All quotations from the Harper Collins Study Bible, NRSV.
So as you can see, the title "Son of God" isn't blasphemy, it's a title belonging to the descendant of David who is King in Israel. It's a title that belongs to the Messiah. It's not blasphemy. Thank you for making me relook my point - it's stronger than ever.

The third item: Jesus is quoting a well-known messianic passage from Daniel. It wasn't blasphemy to claim to be the son of man, not even this Son of Man. Sorry, that's just the way it is.

The tenth poster points out gently that Emmerich's writings aren't dogma.

The eleventh poster? Same guy as the fifth poster. He'd like to say that any joker can publish a blog. He goes on to anticipate lots of anti-Catholic statements when he goes to the show. Nice retreat to the ad hominem, ironmonk.

The twelvth poster steps up to defend Blessed Emmerich. "Nothing of what she says contradicts Scripture." That may well be - I haven't looked into it. She appears to be the Max Lucado of her day, and there's nothing wrong with that. She does appear to be quite anti-Semitic, though, with her story of how the cross that crucified Jesus was made in the temple by Jews. Perhaps she was just a product of her time, and the good can be gleaned from her writings while leaving back the bad. But no one should think they're looking at authoritative history when reading her devotions.

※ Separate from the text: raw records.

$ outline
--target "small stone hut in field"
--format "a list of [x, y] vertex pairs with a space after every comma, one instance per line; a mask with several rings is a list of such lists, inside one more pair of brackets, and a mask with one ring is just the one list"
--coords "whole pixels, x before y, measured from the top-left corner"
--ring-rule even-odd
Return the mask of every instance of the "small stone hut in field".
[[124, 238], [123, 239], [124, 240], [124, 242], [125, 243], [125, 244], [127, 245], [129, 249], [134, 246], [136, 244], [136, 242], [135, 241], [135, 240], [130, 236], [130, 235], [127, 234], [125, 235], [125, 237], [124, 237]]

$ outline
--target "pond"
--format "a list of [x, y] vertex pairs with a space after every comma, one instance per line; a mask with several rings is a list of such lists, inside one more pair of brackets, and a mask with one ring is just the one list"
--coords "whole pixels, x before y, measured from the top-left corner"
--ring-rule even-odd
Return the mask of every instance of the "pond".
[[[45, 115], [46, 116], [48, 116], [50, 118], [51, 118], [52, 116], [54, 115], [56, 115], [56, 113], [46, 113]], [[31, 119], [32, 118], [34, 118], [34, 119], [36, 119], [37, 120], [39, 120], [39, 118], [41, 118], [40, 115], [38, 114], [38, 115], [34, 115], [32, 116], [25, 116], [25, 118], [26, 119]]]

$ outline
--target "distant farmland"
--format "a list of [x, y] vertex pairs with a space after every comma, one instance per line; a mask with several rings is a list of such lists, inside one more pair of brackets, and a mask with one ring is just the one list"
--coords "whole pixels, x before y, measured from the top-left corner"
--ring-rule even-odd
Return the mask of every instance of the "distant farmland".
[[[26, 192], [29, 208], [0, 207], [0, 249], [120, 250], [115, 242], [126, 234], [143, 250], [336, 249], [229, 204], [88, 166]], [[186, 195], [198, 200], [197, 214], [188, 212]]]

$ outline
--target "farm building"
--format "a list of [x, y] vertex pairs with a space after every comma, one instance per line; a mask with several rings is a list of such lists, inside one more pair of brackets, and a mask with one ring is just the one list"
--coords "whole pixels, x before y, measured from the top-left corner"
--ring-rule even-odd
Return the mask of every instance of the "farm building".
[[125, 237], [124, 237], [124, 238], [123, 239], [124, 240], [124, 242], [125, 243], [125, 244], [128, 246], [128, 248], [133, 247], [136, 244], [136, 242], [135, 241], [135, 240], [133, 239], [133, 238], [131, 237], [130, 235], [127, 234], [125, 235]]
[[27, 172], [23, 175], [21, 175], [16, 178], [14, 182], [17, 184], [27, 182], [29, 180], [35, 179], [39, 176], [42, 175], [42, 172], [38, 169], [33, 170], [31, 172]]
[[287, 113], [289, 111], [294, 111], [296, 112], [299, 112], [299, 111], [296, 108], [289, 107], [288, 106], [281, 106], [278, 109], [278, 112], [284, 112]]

Let me restate again: If Mel was only filming a devotional exercise, I wouldn't care what he put into his film. If it was simply a case of how he sees it, fine! Put your vision on the screen. But Mr. Gibson has promoted this movie to be a historical account of those last twelve hours, and this claim is demonstrably false. The Passion of the Christ will be a masterpiece of cinema, and incredibly powerful as a spiritual exercise. But it is not history.